Ketua Internal MACI Yogyakarta, Ardhi Sinchan, mengungkapkan bahwa antusiasme peserta yang ingin ikut serta dalam gelaran ini sangat tinggi. Meski tidak ada konsep kontes, jumlah peserta yang sudah terdaftar mencapai 1.700 orang. Untuk memfasilitasi para pengunjung, MACI telah bekerja sama dengan 22 perhotelan di Yogyakarta agar para peserta dari berbagai daerah dapat merasa nyaman selama berada di kota ini.

Fokus pada Pertunjukan dan Pameran Motor Klasik

Pameran motor klasik kali ini menampilkan berbagai model langka yang jarang ditemui di jalanan, seperti Norton tahun 1930, SunBeam, Ariel 1941, BSA 1941, hingga Indian Scott tahun 1930. Pengunjung bisa melihat dan menyentuh langsung motor-motor tersebut, sehingga merasakan aura yang pernah populer di masa lalu.

Selain itu, para peserta dari berbagai daerah seperti Bali, Lombok, Riau, dan Kalimantan biasanya membawa motornya sendiri tanpa menggunakan jasa towing. Hanya peserta dari negara-negara seperti Malaysia, Filipina, Australia, dan Thailand yang tidak membawa motornya karena biaya dan prosedur masuk ke Indonesia cukup rumit.

Ardhi juga menceritakan bahwa ada anggota komunitas motor antik dari luar Jawa yang mengalami kecelakaan tunggal namun tetap melanjutkan perjalanan ke Yogyakarta setelah masalahnya selesai. Ia menyebutkan bahwa para peserta mengendarai motor yang usianya cukup tua, sehingga risiko terjadi kendala di jalan tidak bisa dihindari.

Mendorong Wisata Akhir Pekan

Wakil Wali Kota Yogyakarta, Wawan Harmawan, menyampaikan bahwa Djogja Antique Day telah menjadi salah satu ikon otomotif yang konsisten menjaga atmosfer dan pasar event dari tahun ke tahun. Dengan jejaring yang kuat, banyak komunitas dari berbagai daerah di Indonesia tertarik untuk menghadiri acara ini.

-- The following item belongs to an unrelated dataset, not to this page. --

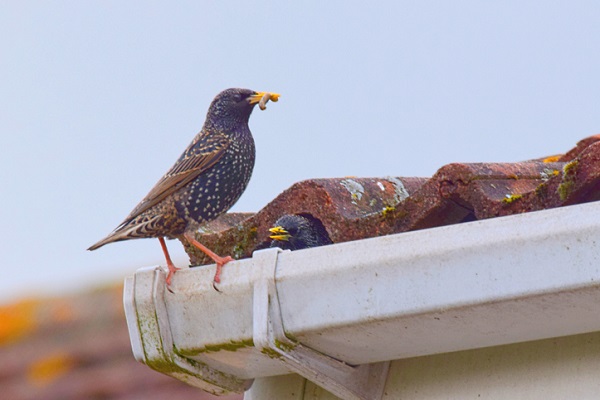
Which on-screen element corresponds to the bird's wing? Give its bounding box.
[121,132,231,225]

Event ini juga memberikan dampak positif terhadap potensi wisata di Yogyakarta pada akhir pekan. Wakil Wali Kota berharap para peserta dapat menjaga kebersihan kota dengan tidak membuang sampah sembarangan selama acara berlangsung.

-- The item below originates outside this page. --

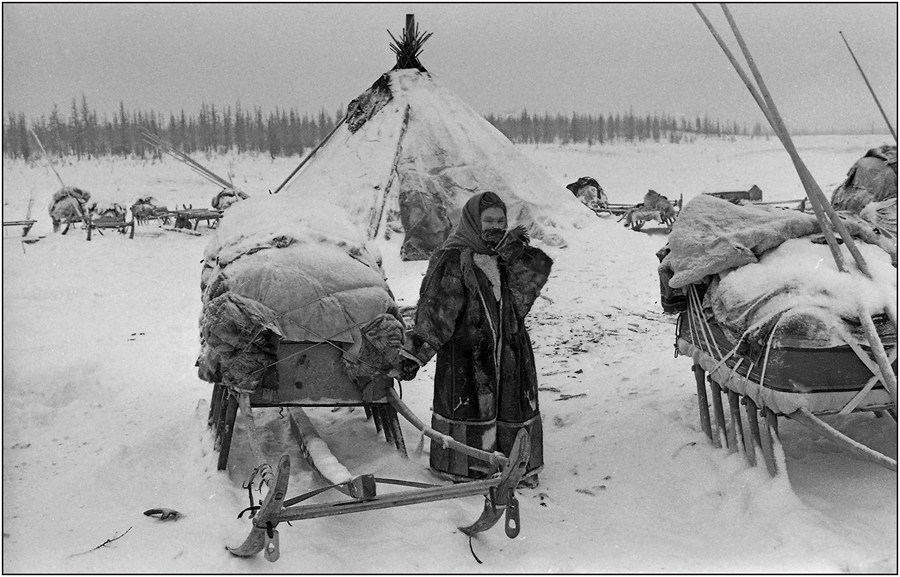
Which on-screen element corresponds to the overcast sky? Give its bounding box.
[3,3,897,132]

Komunitas Motor Antik yang Aktif dan Berkontribusi

Ketua MACI Yogyakarta, Atmaji Aprilianto, menjelaskan bahwa motor tua menjadi sarana silaturahmi dan menjaga persaudaraan antar anggota. Dari acara ini, komunitas motor juga bisa menunjukkan kreativitas, daya guna, serta memberikan kontribusi nyata bagi masyarakat.

Saat ini, MACI Yogyakarta memiliki lebih dari 567 anggota lintas generasi. Komunitas ini aktif menyelenggarakan berbagai kegiatan sosial, edukatif, dan rekreatif. Salah satunya adalah touring pendek untuk mengenalkan destinasi wisata di DIY, serta aksi kemanusiaan yang dilakukan secara berkala.

Kesimpulan

Dengan pameran yang menarik dan pertunjukan yang unik, Djogja Antique Day 2025 berhasil menarik minat penggemar motor klasik dari berbagai daerah. Selain sebagai ajang berkumpul, acara ini juga berkontribusi dalam meningkatkan kunjungan wisata dan memperkuat komunitas motor antik di Yogyakarta.